We Have Always Lived in the Castle by Shirley Jackson
Neverwhere by Neil Gaiman
Reasons to Stay Alive by Matt Haig


14 JUNE 2015

Young Skins by Colin Barrett (Stinging Fly Press: 2013) A series of short stories from an Irish writer who’s getting some mad props. Like, crazy mad.


I read a book before this one that I didn’t end up reviewing, for various reasons. Suffice to say it blew, and for all the reasons that made this book a blast of fresh air.


Barrett, as far as I’m concerned, has magic fingers. He does stuff that I have no idea how to do. He creates stories that don’t really seem to go anywhere, but are vivid all the same. Of building characters that are relatively unremarkable, but fascinating too.


And that’s tough to sell. When someone asks what the stories are about, there’s not much to say. They’re all in fairly deprived settings in Ireland, and focus intently on a handful of characters whose lives are familiar.
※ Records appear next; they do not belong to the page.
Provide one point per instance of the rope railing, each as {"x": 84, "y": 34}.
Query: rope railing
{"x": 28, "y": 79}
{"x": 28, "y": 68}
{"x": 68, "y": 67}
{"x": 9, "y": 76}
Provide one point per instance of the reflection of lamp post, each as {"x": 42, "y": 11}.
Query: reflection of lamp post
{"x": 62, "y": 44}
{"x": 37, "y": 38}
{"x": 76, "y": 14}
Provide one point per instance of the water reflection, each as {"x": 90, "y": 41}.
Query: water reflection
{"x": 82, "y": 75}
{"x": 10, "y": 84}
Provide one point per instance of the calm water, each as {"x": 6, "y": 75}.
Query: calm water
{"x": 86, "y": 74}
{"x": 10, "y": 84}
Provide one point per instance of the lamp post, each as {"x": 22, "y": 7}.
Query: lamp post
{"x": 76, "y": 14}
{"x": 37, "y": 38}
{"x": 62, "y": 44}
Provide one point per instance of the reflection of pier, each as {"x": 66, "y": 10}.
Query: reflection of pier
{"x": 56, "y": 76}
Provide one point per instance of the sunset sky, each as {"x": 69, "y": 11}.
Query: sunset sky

So far, so dull.


But Barrett creates quiet explosions of meaning and pathos and joy and magic by delving deep into the worlds of his characters. You connect with them. Nope, not enough, you fall in love with them. For the period in which you’re in their world, you’re immersed, and each story’s end brings with it a jolt back to reality, and a longing to spend more time with the character that has been cruelly taken away from you.
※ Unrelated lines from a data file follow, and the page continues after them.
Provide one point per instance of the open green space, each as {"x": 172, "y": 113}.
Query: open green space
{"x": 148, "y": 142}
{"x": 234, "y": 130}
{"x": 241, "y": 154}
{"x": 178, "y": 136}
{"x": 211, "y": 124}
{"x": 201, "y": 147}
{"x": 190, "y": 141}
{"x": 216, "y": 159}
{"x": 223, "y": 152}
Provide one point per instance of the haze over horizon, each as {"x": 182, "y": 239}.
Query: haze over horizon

I’m overplaying the lack of plots a bit. At least a couple of these do have more traditional explosions in the storyline. The longest piece (which is almost novella length) certainly has its twists and turns, and a more recognizable structure and pace. But that’s not what made me want to pick this up at every opportunity. There was a little bit of I-wonder-what-happens-next, but mainly, I was just stone-cold head over heels for the people and the places that Barrett put on the page.


I know a lot of you will read this and think, “well, that’s lovely for you, I’m glad you liked it. What? Am I going to read it? Nah, probably not, I prefer plot driven novels.” And that’s my fault for not explaining this properly…


I like plot driven novels too. Try drag me away from a Bernard Cornwell when I get stuck in. But I promise you, when I say that these stories have an irresistible feel, I’m not being artsy fartsy. I’m not being pretentious. I’m not trying to convince you you’ll like something that is, at it’s root, boring. I’m saying that these stories will take hold of you in the very best way. I’m saying that the lack of intrigue in the plots is compensated in a huge way by the heart in the themes. I’m saying that I’m pretty sure you’ll fall in love with this too.


10 GBR


Come on. How could I not go for the big points after that. This book rocked.